Sobre olhares, amor e Charlie Bukowski


Cheguei, um dia, a cobiçar olhares apaixonados trocados, acompanhados de sutileza e uma percepção pública mínima. Aqueles olhares que você só percebe se prestar muita atenção. Só percebe se seu olhar é de reciprocidade. Só percebe se souber interpretação de texto em pupilas dilatadas.

Cheguei, um dia, a cobiçar olhares únicos que enxergam-te por quem tu és. Enxergam-te além da superfície. Além dos poros, da maquiagem, da carne, da pele. Enxergam-te através de qualquer massa ou fluido corporal. Não lembro onde li a respeito dos olhos serem as janelas para a alma. E cheguei, um dia, a cobiçar um olhar que enxergasse além dos vidros da minha janela. Além dos pontos castanhos que enfeitam minha íris.

Teu medo em ficar sozinho disfarçado em excesso de confiança. Teu romantismo disfarçado por um sorriso malicioso. Era o tal pássaro azul de Charles Bukowski se libertando do seu coração e pousando em teus olhos pretos puxados. Sorríamos com os lábios, com os olhos, com suas mãos passeando sobre a pele morna do meu rosto e com as minhas que eu nem lembro mais onde deixei.

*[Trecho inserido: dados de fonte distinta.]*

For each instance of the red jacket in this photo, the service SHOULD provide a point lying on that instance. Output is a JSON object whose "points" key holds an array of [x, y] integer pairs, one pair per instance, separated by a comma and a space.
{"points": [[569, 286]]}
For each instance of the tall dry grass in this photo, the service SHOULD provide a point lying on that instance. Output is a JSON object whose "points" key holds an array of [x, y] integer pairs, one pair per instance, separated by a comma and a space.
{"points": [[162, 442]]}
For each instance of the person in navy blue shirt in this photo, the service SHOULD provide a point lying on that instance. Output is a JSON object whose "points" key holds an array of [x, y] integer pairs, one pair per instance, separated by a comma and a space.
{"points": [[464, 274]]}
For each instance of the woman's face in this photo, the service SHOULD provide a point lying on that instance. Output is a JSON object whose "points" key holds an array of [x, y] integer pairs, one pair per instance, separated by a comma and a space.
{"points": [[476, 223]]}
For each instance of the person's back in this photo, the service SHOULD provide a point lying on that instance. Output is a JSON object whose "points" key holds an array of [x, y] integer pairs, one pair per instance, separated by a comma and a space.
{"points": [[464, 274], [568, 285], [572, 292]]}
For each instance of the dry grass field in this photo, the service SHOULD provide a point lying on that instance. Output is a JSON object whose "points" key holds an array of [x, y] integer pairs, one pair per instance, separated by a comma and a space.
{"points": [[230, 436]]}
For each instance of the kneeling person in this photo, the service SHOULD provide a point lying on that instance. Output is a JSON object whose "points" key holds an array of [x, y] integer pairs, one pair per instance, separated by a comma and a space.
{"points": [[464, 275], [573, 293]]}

Era o meu coração transbordando e derramando nas calçadas daquele beco escuro e vazio que só dava espaço para uma única companhia. A companhia do teu olhar. Aquele que eu tanto queria, mas que quando tive, ultrapassou o que eu já havia imaginado sentir.

Era o amor brincando conosco por meio de gestos e entrelaçar de dedos.

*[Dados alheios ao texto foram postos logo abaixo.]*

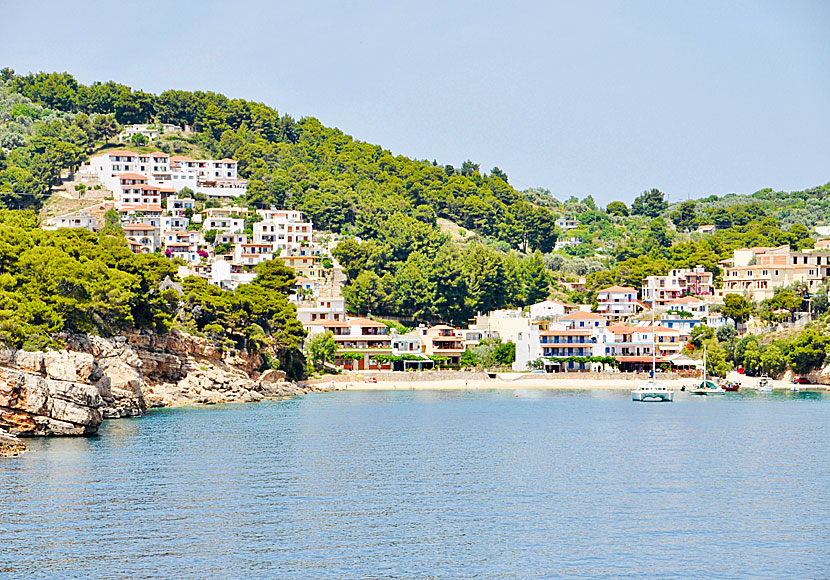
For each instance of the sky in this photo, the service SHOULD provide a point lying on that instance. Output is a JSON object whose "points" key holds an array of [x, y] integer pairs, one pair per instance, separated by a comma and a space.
{"points": [[595, 97]]}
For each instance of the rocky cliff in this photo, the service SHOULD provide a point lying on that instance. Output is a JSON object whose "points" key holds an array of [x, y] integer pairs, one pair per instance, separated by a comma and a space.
{"points": [[69, 392]]}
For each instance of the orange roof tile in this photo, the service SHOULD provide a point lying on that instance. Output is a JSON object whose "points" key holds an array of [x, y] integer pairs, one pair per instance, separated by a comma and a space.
{"points": [[618, 289], [580, 315]]}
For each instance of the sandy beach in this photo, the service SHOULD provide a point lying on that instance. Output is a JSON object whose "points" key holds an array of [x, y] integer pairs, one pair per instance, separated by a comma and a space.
{"points": [[365, 382]]}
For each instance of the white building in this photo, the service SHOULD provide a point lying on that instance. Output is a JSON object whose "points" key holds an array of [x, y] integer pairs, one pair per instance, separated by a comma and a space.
{"points": [[75, 221], [151, 131], [550, 309], [286, 230], [618, 302], [584, 320], [142, 238], [566, 243], [567, 224], [322, 308], [678, 283], [215, 178]]}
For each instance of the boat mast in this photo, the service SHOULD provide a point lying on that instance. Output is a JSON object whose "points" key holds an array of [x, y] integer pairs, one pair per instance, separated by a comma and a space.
{"points": [[653, 340]]}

Quem nos espionava pela janela devia sentir inveja por não ter conhecido um pássaro azul como aquele teu que virou meu também. E ríamos. Ríamos e sorríamos para quem quer que nos olhasse. Corríamos e andávamos sem saber pra onde. Dançávamos e pulávamos no meio da rua. Nos escondíamos e nos beijávamos como duas crianças fugindo dos pais por terem feito coisa errada.

Sempre achamos saber o que é o amor... até amar alguém de verdade.

O amor que mora nos detalhes, nos mormaços de sol que soam tão inofensivos, mas queimam a pele com voracidade. Sem que percebamos que estamos sendo queimados, continuamos ali. Eu, o pássaro azul e o teu olhar por descendência puxado.

E seja em qual continente você estiver. Aquele será o olhar que eu nunca vou me esquecer.